Gravina a Canale 85: “Confronto serrato con Lotito. E se Tommasi si sfila…”

Il futuro del calcio italiano. Gabriele Gravina vuole essere la nuova guida, per non far scoppiare il pallone in mano alle varie componenti, ed uscire dalle difficoltà tutti insieme. A partire dal 22 ottobre, giorno delle elezioni a Presidente Federale, con l’attuale vertice della Lega Pro sicuro candidato. Le sue dichiarazioni rilasciate ai Graffi sul Pallone, stavolta in versione televisiva su Canale 85, sono significative.

Il primo commento è ovviamente sul calcio-caos: “Ci sono momenti di grande tensione nel calcio italiano, con uno scollamento fra le componenti. Necessario un pizzico di buon senso, per uscire da una situazione imbarazzante. In questo mondo, ogni giorno c’è chi fa sacrifici e chi aspetta di godere dell’evento sportivo. La Federazione deve intervenire in maniera decisa. La certificazione di un fallimento generale nella nostra organizzazione, arriva dal sottosegretario Giorgetti. Con un articolo, ha di fatto esautorato gli organi di giustizia sportiva. L’orizzonte si indica tutti insieme”.

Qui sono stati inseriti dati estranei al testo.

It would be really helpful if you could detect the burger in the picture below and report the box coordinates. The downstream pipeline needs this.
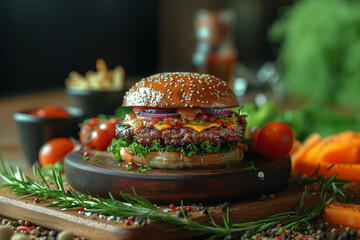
[110,72,246,169]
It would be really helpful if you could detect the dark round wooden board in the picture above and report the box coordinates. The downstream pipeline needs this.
[65,151,291,203]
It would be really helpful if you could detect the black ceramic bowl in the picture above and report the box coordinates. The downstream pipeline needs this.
[13,107,84,165]
[66,88,125,117]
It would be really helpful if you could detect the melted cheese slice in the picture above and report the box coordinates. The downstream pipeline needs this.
[184,121,220,132]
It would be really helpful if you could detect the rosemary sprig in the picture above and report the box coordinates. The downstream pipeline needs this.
[0,154,350,239]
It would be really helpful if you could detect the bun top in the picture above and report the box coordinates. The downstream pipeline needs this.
[123,72,239,108]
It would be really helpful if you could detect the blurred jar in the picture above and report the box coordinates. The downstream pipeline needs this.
[192,9,237,88]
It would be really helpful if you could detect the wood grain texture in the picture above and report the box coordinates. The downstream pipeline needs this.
[0,183,310,240]
[65,151,291,203]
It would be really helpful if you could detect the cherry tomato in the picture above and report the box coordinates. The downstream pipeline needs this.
[247,126,260,152]
[39,137,75,166]
[90,128,113,150]
[108,117,120,124]
[99,119,117,138]
[29,106,71,118]
[79,124,93,146]
[89,118,101,127]
[257,122,294,159]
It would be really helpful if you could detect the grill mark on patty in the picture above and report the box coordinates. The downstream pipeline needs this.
[115,122,245,147]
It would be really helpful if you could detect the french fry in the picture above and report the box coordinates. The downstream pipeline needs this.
[65,58,125,91]
[96,58,109,72]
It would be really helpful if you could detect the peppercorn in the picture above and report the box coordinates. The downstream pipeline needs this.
[349,231,357,239]
[56,230,74,240]
[49,230,57,237]
[201,208,209,214]
[220,202,230,212]
[319,223,326,231]
[320,232,327,239]
[176,210,188,218]
[0,225,13,239]
[11,233,29,240]
[341,232,350,239]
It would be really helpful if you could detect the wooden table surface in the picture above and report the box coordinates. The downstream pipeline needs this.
[0,89,70,170]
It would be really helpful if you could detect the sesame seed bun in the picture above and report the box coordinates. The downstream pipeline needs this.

A domanda di Vittorio Galigani, il presidente Gravina non ha usato mezzi termini per commentare l’ennesimo rinvio della decisione sulle ripescabili: “Oggi (ieri, ndr) il Tfn, per l’ennesima volta, ha mancato di tempestività. Sarebbe stata opportuna una decisione in giornata, invece dobbiamo aspettare lunedì. Questo ha comportato un ricorso al Consiglio di Stato. Come presidente di Lega, non ho nessun elemento per dire che non si gioca. Ci sono gli interessi delle altre società. Devo comportarmi con equilibrio”.

In vista delle elezioni a Presidente Federale, l’Assocalciatori sembra non voler rientrare tra i sostenitori di Gravina: “Questo è un momento difficile per il calcio italiano. Sento parlare di ampio consenso. Con i calciatori saremmo all’83%, a quel punto le leghe di A e B darebbero il loro consenso – riflette Gabriele Gravina a Canale 85 –  Ed improvvisamente, qualcuno si sfila. Bisogna capire che, in una fase di grande criticità, tutti dobbiamo fare uno sforzo per migliorare. Se Tommasi si sfila, se ne assume le responsabilità. Mi dispiace per le conseguenze negative che potrebbero subire i suoi tesserati, su questo bisognerà fare una riflessione”.

Poi Gravina parla di un possibile suo antagonista, in questa fase: “Lotito è una persona intelligente, un instancabile lavoratore. L’ho sempre definito un’arma chimica, può essere utilizzato come arma di guerra o di pace. È portato ad emergere, ad apparire e ad accentrare. Non è più il momento di fare come il marchese del grillo. Se ritiene che nel calcio ci si debba sottomettere al suo volere, sbaglia. Ci sarà un confronto piuttosto serrato”.

Il presidente della Lega Pro ha detto qualcosa anche sul caso fidejussioni: “Siamo al 50% – ha ammesso Gravina a Canale 85 – Le altre stanno cercando, anche se con ritardo. Spero trovino l’equilibrio per dare certezza al campionato. Su questo, bisognerà lavorare in futuro. Si dovranno trovare soluzioni migliori. La data del 28 settembre era perentoria per quanto riguarda le sanzioni. Poi, ci sarà il deferimento. Se alcune società dimostreranno buona volontà, nonostante il ritardo, potranno limitare i danni”.